Partiu o maior génio do futebol português. Quando a bitola for génio puro, o puro génio da arte da bola, Chalana é o maior de todos. A sorte não lhe foi talhada à medida da sua genialidade, e a vida acabou por ser-lhe madrasta, negando-lhe o seu verdadeiro lugar no futebol mundial.
Como é habitual, o reconhecimento chega com a morte. E os vivas a Chalana só chegam agora, quando ele já os não pode ouvir.

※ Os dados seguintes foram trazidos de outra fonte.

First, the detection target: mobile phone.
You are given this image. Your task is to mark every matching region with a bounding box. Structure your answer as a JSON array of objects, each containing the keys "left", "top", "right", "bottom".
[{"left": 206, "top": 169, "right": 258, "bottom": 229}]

Recebi esta noticia com uma profunda tristeza, foi como se tivesse partido alguém da minha família, e não apenas da família desportiva, da família biológica, mesmo. Enquanto benfiquista e adepto do futebol foi o génio de Chalana que me proporcionou alguns dos momentos mais entusiasmantes e deliciosos de sempre...Tardes e noites de pura magia...Como posso esquecer aquele derby em que ele pôs literalmente de gatas, á procura da bola, o Gabriel, que era então o lateral direito do SCP. Vi Chalana dar os últimos toques na bola em 22 de Março de 2003, na despedida do velho Estádio da Luz e apesar da idade e das mazelas, estava lá tudo, o toque de bola, a visão de jogo, a ginga, em suma, a genialidade. Mais recentemente, em 2016, cruzei-me várias vezes com ele, no Estoril, no paredão, junto á praia da poça. De todas as vezes que o via pensava em pedir-lhe para tirar uma selfie, mas estupidamente e talvez por pudor nunca o fiz, algo de que me arrependerei para sempre...Descansa em paz, pequeno grande génio, no panteão dos IMORTAIS.